I'm active on Coursera - currently taking Game Theory II. Other courses that just started but look interesting include Cryptography, Computational Molecular Evolution, and Information Theory. I'm up to try one of those or any other quantitative course that looks interesting with a study partner.
Also, I have a decent background in data science/machine learning through Coursera courses but not much practical experience. If anyone wants to partner for either a competition (something like Kaggle) or to analyze a real data set, I'd be happy to work on that.
I quit the Coursera information theory one because it was presented so drably and gave very little high level insight into what was going on. It was essentially just the guy reading from the textbook. It's all the things wrong with traditional teaching with none of the benefits of MOOCs (aside from the forums).

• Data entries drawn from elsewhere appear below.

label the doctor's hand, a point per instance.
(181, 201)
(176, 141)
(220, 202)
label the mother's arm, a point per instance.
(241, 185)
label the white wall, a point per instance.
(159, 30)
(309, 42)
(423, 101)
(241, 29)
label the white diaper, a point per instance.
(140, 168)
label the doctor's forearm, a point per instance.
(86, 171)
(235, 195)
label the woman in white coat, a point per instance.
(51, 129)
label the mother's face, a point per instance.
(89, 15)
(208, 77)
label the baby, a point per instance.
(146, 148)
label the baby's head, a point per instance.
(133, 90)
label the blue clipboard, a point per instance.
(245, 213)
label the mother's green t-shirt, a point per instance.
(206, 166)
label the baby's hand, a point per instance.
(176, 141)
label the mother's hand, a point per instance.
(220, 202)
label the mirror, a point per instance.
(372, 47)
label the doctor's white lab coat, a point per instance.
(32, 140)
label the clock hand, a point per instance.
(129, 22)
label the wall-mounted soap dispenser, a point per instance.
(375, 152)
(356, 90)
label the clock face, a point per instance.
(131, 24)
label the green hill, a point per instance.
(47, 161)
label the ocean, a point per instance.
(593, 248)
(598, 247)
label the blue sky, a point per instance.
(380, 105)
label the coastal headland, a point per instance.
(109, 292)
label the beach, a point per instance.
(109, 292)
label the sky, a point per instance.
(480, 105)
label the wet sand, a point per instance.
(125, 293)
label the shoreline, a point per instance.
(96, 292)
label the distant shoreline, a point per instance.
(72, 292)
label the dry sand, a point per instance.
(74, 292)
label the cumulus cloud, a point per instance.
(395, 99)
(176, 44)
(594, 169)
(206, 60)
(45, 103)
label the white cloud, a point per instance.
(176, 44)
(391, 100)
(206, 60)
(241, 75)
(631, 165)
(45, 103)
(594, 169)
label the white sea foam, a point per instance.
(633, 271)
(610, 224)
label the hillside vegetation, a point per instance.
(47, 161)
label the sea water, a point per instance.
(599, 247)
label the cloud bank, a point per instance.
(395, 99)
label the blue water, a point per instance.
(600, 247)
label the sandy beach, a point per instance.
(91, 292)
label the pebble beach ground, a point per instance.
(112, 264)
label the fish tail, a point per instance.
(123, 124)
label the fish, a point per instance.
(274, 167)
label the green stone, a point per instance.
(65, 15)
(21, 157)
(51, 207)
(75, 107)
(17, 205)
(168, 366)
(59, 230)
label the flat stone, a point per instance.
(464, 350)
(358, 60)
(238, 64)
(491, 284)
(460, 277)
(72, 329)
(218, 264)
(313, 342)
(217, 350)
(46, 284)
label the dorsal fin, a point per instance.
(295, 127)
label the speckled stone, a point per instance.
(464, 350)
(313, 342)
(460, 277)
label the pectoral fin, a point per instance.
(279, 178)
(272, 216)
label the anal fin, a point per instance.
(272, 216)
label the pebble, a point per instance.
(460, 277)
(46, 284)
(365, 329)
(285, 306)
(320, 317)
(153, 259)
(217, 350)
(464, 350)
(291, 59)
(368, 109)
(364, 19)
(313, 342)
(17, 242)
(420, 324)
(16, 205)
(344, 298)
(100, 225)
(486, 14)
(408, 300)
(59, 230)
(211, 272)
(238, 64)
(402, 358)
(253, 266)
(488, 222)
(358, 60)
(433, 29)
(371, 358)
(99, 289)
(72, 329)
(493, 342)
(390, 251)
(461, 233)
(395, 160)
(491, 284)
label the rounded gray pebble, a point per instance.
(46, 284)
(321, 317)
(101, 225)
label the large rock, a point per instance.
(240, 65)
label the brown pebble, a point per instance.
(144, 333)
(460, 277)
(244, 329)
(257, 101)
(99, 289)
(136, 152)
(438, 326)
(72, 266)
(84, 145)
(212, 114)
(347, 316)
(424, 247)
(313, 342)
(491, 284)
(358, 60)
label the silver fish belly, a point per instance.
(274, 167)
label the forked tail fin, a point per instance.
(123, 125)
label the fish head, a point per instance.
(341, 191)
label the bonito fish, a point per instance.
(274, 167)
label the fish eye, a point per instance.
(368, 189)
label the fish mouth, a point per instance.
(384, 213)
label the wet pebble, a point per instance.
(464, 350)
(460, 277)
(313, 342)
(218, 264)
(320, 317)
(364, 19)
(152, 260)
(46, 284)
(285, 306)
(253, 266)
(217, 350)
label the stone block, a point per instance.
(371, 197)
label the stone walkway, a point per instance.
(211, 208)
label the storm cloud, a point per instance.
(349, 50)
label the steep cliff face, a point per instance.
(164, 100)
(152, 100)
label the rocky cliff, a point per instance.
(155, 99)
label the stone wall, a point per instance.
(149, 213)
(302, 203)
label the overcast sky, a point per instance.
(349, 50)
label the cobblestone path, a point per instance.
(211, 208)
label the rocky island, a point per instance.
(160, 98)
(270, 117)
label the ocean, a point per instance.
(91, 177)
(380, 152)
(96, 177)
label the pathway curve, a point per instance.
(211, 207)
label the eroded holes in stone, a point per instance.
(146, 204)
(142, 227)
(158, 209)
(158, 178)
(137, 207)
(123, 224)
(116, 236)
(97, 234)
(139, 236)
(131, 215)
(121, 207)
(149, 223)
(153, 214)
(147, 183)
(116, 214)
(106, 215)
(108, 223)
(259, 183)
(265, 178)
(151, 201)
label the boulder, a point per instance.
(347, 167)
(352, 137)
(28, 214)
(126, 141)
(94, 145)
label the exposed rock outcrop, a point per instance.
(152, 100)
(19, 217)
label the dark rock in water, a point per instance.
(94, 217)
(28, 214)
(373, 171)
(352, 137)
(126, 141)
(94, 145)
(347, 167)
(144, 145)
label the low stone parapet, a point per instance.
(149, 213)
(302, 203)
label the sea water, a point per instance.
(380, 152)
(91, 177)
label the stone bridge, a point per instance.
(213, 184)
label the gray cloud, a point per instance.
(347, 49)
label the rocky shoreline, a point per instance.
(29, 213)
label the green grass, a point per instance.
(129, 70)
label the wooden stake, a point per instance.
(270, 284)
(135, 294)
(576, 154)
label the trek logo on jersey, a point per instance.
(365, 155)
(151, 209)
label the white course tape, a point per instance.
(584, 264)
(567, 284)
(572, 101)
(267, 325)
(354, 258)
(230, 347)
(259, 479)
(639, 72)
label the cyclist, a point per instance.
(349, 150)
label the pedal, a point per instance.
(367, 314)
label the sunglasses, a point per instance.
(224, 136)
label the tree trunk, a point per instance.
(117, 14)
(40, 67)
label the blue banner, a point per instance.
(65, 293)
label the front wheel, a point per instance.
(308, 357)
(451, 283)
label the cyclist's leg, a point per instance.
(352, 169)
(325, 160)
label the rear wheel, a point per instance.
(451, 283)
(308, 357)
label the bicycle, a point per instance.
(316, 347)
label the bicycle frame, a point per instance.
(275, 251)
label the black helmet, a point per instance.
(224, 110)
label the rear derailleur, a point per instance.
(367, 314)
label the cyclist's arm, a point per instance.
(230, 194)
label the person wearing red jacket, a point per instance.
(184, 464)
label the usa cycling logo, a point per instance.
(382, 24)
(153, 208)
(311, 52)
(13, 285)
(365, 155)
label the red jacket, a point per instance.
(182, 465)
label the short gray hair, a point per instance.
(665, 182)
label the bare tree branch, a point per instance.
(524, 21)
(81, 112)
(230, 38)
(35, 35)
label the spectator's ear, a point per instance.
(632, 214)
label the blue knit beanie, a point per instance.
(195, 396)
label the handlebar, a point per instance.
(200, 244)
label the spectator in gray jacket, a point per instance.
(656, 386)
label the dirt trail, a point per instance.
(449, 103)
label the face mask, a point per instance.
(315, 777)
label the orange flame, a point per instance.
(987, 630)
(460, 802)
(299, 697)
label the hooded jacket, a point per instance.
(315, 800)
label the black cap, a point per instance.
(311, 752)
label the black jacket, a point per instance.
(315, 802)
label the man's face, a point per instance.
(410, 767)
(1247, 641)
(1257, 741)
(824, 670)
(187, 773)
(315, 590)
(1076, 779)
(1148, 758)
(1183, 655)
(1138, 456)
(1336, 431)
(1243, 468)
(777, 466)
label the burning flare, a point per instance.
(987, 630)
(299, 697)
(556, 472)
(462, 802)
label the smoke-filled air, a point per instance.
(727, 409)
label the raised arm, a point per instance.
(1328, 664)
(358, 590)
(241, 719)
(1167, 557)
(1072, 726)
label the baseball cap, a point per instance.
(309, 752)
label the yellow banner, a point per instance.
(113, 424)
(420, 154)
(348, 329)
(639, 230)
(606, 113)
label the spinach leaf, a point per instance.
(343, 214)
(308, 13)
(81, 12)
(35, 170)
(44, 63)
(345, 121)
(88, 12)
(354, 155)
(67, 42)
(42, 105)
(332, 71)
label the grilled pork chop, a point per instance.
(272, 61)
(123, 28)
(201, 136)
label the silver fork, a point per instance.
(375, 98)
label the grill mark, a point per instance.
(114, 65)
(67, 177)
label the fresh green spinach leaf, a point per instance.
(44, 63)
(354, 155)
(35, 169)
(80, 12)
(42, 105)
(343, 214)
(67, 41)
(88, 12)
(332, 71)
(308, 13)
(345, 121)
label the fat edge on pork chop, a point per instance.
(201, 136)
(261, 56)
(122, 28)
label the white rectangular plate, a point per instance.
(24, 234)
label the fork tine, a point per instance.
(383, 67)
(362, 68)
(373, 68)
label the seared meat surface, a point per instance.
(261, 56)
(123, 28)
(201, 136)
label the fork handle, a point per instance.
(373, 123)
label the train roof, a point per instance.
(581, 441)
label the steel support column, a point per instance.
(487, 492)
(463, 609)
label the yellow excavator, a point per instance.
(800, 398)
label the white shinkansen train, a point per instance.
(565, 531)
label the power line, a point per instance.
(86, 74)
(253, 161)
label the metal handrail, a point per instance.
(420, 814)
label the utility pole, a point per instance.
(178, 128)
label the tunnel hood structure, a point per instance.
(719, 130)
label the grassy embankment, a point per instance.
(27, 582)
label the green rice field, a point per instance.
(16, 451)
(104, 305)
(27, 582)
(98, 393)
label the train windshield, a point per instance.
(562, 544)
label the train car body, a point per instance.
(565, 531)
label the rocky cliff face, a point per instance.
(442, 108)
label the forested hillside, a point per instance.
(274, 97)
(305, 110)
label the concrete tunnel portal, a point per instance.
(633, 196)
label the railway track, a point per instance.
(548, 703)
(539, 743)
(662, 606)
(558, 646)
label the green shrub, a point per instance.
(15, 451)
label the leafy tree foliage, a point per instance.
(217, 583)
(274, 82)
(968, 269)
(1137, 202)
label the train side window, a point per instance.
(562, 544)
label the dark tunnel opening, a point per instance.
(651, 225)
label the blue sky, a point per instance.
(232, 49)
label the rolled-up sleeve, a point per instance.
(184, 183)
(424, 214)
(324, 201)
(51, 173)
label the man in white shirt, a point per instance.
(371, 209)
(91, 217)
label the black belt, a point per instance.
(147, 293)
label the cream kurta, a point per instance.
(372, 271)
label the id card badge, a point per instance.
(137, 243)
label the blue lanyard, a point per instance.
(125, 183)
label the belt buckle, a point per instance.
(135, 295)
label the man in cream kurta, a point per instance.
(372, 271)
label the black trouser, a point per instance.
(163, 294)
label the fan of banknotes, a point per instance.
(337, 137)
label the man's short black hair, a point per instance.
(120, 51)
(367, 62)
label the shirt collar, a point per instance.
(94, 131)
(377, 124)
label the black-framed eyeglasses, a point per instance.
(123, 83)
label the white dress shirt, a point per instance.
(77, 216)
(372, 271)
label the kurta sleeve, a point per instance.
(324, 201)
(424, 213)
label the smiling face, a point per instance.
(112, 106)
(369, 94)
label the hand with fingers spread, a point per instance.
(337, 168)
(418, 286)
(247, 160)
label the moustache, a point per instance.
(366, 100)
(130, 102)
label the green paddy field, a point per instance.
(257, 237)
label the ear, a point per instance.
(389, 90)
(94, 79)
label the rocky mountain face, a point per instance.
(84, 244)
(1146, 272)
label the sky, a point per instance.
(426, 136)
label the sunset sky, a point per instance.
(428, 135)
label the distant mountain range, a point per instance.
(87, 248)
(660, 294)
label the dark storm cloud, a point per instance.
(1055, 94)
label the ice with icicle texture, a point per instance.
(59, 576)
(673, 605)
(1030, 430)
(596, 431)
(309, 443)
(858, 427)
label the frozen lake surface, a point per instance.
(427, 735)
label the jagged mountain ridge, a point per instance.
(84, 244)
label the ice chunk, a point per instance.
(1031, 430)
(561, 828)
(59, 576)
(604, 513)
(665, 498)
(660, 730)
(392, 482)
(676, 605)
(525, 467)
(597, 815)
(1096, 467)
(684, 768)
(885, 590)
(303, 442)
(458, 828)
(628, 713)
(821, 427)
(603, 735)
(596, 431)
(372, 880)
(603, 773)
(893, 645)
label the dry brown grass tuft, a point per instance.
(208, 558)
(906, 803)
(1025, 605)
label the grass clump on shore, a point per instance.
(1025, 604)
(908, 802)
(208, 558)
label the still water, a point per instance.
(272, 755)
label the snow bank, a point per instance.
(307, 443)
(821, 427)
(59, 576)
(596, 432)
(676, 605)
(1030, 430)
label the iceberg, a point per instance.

I'm currently working my way through these lectures. The instructor is engaging, and actually explains what it is we're doing and why we ought to care. I'd be on board with working through them together!
For reasons mentioned in So8res article as well as for other reasons: studying with a partner can be very good. In November, Adele_L had posted an article for people wanting to find a study partner. It got 17 comments, but only 1 since November 16th. So I thought we (I) should make a monthly thread on this instead of constantly going back to an old article which people might (seem to) forget about. If people seem to agree with that, I will make a post about it every month.
So if you're looking for a study partner for an online course or reading a manual (whether it's in the MIRI course list or not) tell others in the comment section.